Kinoptik Paris 100mm F2 Rolleiflex SL66 mount

Img_2065_w_1 Kinoptik Parisは本来、16mm、または35mmムービーカメラのレンズを作成していた、メーカーですが、35mm一眼レフ用にもAlpa用にレンズを提供しておりました。実は、これらのレンズは現在でも新品が手に入ります。しかし、お値段はきっと、お高いものなのでしょうね。

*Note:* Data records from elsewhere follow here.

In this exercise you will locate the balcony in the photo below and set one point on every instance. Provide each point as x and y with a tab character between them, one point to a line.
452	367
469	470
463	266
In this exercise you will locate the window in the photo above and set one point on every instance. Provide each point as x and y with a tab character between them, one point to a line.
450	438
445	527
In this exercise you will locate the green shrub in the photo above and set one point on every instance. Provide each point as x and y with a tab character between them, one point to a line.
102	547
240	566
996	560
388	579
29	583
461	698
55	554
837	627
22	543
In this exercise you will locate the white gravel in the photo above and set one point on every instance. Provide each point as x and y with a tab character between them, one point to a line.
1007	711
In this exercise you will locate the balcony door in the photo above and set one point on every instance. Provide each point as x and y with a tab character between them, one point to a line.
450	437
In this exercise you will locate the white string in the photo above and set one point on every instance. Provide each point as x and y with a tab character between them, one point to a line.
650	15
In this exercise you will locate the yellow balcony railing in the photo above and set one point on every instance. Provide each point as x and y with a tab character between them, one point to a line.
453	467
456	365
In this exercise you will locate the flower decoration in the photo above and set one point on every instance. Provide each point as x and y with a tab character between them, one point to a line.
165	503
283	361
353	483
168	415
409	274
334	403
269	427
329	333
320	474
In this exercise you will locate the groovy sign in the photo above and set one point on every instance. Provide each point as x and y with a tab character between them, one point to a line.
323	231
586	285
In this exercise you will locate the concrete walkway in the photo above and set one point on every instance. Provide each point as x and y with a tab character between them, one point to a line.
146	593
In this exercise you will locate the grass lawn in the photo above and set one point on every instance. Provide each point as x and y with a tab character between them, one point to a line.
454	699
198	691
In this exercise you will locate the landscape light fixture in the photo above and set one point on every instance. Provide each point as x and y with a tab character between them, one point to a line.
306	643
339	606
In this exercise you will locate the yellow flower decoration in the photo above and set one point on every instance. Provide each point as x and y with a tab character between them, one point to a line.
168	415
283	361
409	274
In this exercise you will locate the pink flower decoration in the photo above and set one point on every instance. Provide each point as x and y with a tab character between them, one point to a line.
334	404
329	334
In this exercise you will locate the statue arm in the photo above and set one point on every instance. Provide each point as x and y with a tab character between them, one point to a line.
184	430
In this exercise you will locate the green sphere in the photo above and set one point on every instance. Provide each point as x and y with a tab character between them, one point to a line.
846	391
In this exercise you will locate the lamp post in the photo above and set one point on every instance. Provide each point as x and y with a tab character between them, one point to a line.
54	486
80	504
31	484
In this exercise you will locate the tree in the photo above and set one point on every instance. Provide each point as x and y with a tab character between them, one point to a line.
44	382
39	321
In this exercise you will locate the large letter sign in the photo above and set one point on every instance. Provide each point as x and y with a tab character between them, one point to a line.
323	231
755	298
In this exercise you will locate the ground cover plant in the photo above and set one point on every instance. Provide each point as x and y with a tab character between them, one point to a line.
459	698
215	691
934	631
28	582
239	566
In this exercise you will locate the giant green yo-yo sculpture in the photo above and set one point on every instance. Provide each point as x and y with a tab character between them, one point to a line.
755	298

私のレンズは、おそらくアリフレックス用に提供されていたレンズをRolleiflex SL66用に改造したものです。Kinoptikの100mmはイメージサークルが大きいのでこんな改造もアリなのですが、見事な細工にもかかわらず、Rolleiflex SL66自体がポピュラーなカメラでは無いので、この改造によって、このレンズとしては安価な価格で手に入れることが出来ました。私にとっては天からの授かり物でした。

このレンズは開放から6x6をカバーします。ちょっと周辺のボケが怪しいかなーとも思うのですが、もともとこのレンズは35mmで撮ってもボケの部分の周辺は怪しい時があるので、こんなモノなのでしょう。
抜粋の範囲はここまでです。